Day 12: The Challenge of Commitment
Introduction: Subscription vs. Commitment
Think about all the things you “subscribe” to in your life. Netflix, maybe a magazine, that gym membership you swore you’d use this year. A subscription is easy. You pay your fee, you get the benefits, and the moment it gets too expensive, or too boring, or you just don’t feel like it anymore—what do you do? You click a button. Cancel Subscription. No-fault, no-mess, no-consequences. It’s a low-risk, low-investment relationship.
Now let me ask you a question this morning, and I want you to be brutally honest with yourself. Is your relationship with the church—with the Body of Christ—a subscription, or a commitment? When things get difficult, when someone offends you, when you’re asked to serve in a way that feels inconvenient… is your first instinct to look for the “cancel” button?
Scripture: Ruth 1:16-17 (ESV) – “But Ruth said, ‘Do not urge me to leave you or to return from following you. For where you go I will go, and where you lodge I will lodge. Your people shall be my people, and your God my God. Where you die I will die, and there will I be buried. May the LORD do so to me and more also if anything but death parts me from you.’”
Devotional
God did NOT call us to a casual Christian subscription service! He called us to an all-in, deep, covenant relationship with Him and with each other. He called us to a “where you go, I will go” kind of love. That is an extreme statement! That is a life without limits. It’s a life that says, “I’m not here for the benefits; I am here for the family, for better or for worse.”
This is one of the biggest challenges we face in community. Commitment is costly. It means showing up when you don’t feel like it. It means forgiving when every part of you wants to hold a grudge. It means serving when you’re tired. It means staying and working through messy situations instead of running for the door. The world screams at us to protect ourselves, to keep our options open, to never get tied down. The world hates the very idea of this kind of commitment.
And if we’re honest, we’ll admit it: a commitment like Ruth’s sounds IMPOSSIBLE. Who can live like this?

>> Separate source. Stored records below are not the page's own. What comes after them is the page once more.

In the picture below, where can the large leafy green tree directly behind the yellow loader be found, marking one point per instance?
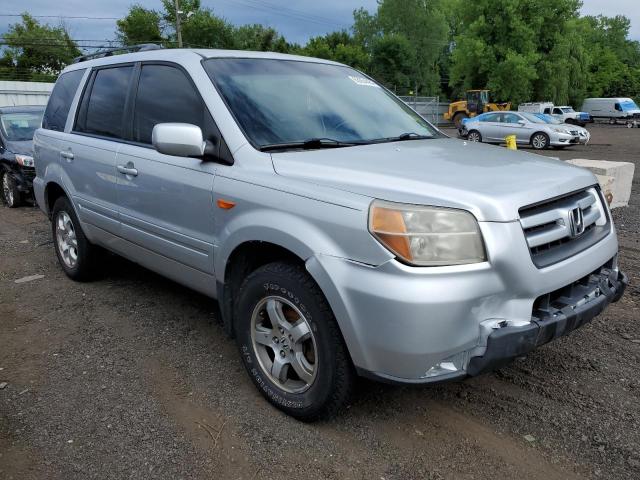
(517, 48)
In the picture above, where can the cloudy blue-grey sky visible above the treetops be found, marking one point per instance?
(297, 20)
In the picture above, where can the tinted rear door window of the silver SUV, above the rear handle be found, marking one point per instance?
(102, 111)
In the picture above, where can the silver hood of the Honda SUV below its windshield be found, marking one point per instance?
(491, 182)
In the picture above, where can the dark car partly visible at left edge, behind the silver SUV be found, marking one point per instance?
(17, 126)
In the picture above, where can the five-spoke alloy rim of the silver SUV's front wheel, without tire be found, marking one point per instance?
(284, 344)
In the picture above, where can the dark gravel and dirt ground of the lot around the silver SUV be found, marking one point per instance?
(131, 376)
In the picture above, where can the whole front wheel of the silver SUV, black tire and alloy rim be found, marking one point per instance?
(290, 342)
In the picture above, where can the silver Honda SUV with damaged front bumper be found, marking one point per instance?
(341, 233)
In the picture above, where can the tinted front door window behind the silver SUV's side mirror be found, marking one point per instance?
(166, 95)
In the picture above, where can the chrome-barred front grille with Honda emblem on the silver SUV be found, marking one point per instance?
(564, 226)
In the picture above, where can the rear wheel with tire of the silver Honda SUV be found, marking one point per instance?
(75, 253)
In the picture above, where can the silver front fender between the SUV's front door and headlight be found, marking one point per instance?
(301, 224)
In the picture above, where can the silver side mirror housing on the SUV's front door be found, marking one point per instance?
(178, 139)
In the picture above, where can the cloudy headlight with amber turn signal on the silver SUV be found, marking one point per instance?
(427, 236)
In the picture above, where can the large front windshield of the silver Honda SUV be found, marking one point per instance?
(283, 102)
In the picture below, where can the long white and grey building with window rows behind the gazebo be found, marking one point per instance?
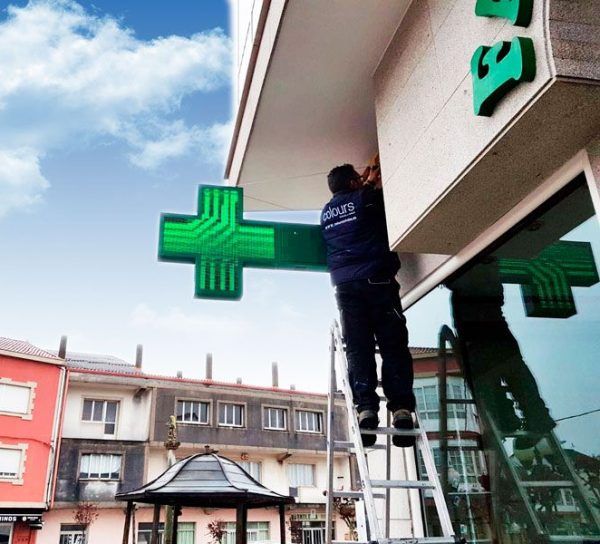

And that’s the point! You can’t. I can’t. Not on our own. But God who began a good work in you, He can. Our commitment to each other is only possible because of HIS unshakable commitment to us. Jesus didn’t just “subscribe” to humanity for a little while. He humbled himself, took the form of a servant, and committed to the point of death—even death on a cross. He didn’t bail when it got hard. He didn’t “cancel” when we betrayed Him. His commitment to us is the fuel for our commitment to one another.
So let me ask you again. Are you just a subscriber, or are you ready to commit? Are you ready to live extreme for God in this community? Because that is where the victory is found.
Additional Scripture for Meditation
- Hebrews 10:24-25 (ESV): “And let us consider how to stir up one another to love and good works, not neglecting to meet together, as is the habit of some, but encouraging one another, and all the more as you see the Day drawing near.”
- 1 John 3:16 (ESV): “By this we know love, that he laid down his life for us, and we ought to lay down our lives for the brothers.”
- Galatians 6:2 (ESV): “Bear one another’s burdens, and so fulfill the law of Christ.”
Reflection
- Gut Check: Look at your life over the last few months. Does your pattern of attendance, service, and engagement look more like a casual subscription or a deep commitment? Be honest with yourself.
- When was the last time your commitment to your church community was genuinely tested? What was the situation, and how did you respond?
- What is one specific fear or obstacle that holds you back from a deeper, “where you go, I will go” level of commitment to your church family?
Practical Application
- Show Up: This week, commit to showing up to something you might normally skip. A prayer meeting, a small group, a service opportunity. Don’t just attend; engage.
- Find the Unseen Job: Find one “unseen” need in the church—stacking chairs, cleaning a room, writing an encouragement note—and do it without needing any recognition. This is an act of quiet commitment.
- Make a Vow: In your prayer time this week, verbally recommit yourself to your local church. Tell God, “I am committed to these people, Your people. Help me to love them like You do.”
Prayer
Lord, forgive us. Forgive us for treating Your Church like a service we can cancel. Forgive us for our lack of commitment, for seeking comfort over covenant. We confess that on our own, this level of commitment is impossible. But we believe that You are the one who began a good work in us and You will see it to completion. So today, we recommit ourselves to You and to this spiritual family. Give us an extreme, “where you go, I will go” love for one another. Make us a community that stays, that serves, that forgives, and that fiercely loves, all because You first did it for us. In Jesus’ name, Amen.